18. Plan. The terms and provisions of the Plan are incorporated herein by reference. In the event of a conflict or inconsistency between the terms and provisions of the Plan and the provisions of this Option Agreement, the Plan shall govern and control.
19. Imposition of Other Requirements. The Company reserves the right to impose other requirements on the Participants participation in the Plan, on the Option and on any shares of Common Stock acquired under the Plan, to the extent that the Company determines it is necessary or advisable for legal or administrative reasons, and to require the Participant to sign any additional agreements or undertakings that may be necessary to accomplish the foregoing.
20. Electronic Delivery and Acceptance.
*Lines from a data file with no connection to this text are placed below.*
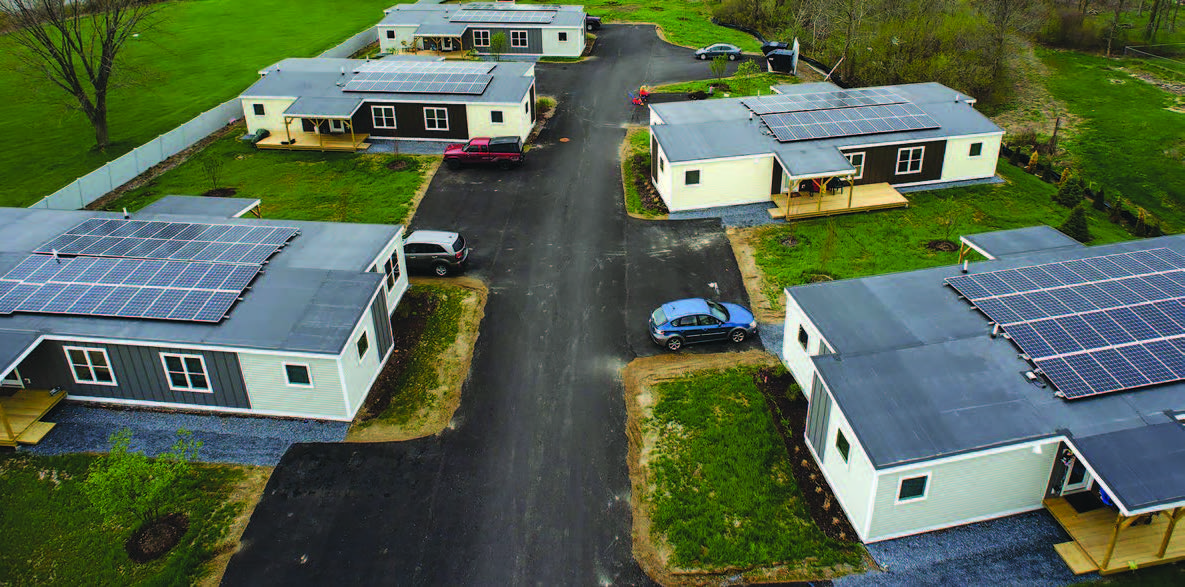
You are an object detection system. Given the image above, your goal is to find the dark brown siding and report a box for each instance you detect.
[351,102,469,139]
[841,141,947,185]
[20,340,251,408]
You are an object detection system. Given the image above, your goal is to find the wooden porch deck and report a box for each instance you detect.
[1045,497,1185,575]
[255,129,370,153]
[769,184,909,219]
[0,389,66,446]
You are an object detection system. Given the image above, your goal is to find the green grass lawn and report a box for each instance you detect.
[0,453,241,585]
[1037,50,1185,232]
[108,136,437,224]
[642,366,861,569]
[756,160,1133,304]
[0,0,398,206]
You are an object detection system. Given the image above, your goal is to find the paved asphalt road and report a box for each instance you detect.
[224,26,756,586]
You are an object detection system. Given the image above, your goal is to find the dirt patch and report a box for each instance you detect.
[346,277,489,442]
[123,513,190,563]
[621,351,850,587]
[197,466,273,587]
[725,228,782,324]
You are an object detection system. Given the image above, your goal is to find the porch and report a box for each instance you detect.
[1044,497,1185,575]
[769,179,909,219]
[0,388,66,446]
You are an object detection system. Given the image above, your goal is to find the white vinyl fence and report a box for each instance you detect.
[28,26,378,210]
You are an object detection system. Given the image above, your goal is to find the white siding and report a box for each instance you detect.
[863,440,1057,542]
[942,133,1004,181]
[543,26,584,57]
[238,352,353,420]
[242,97,299,136]
[662,154,774,211]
The Company may, in its sole discretion, decide to deliver any documents related to current or future participation in the Plan by electronic means. The Participant hereby consents to receive such documents by electronic delivery and agrees to participate in the Plan through an on-line or electronic system established and maintained by the Company or a third party designated by the Company.
21. Entire Agreement. This Option Agreement (including, without limitation, all exhibits attached hereto), the Grant Notice and the Plan constitute the entire agreement of the parties hereto in respect of the subject matter contained herein and supersede all prior agreements and understandings of the parties, oral and written, with respect to such subject matter.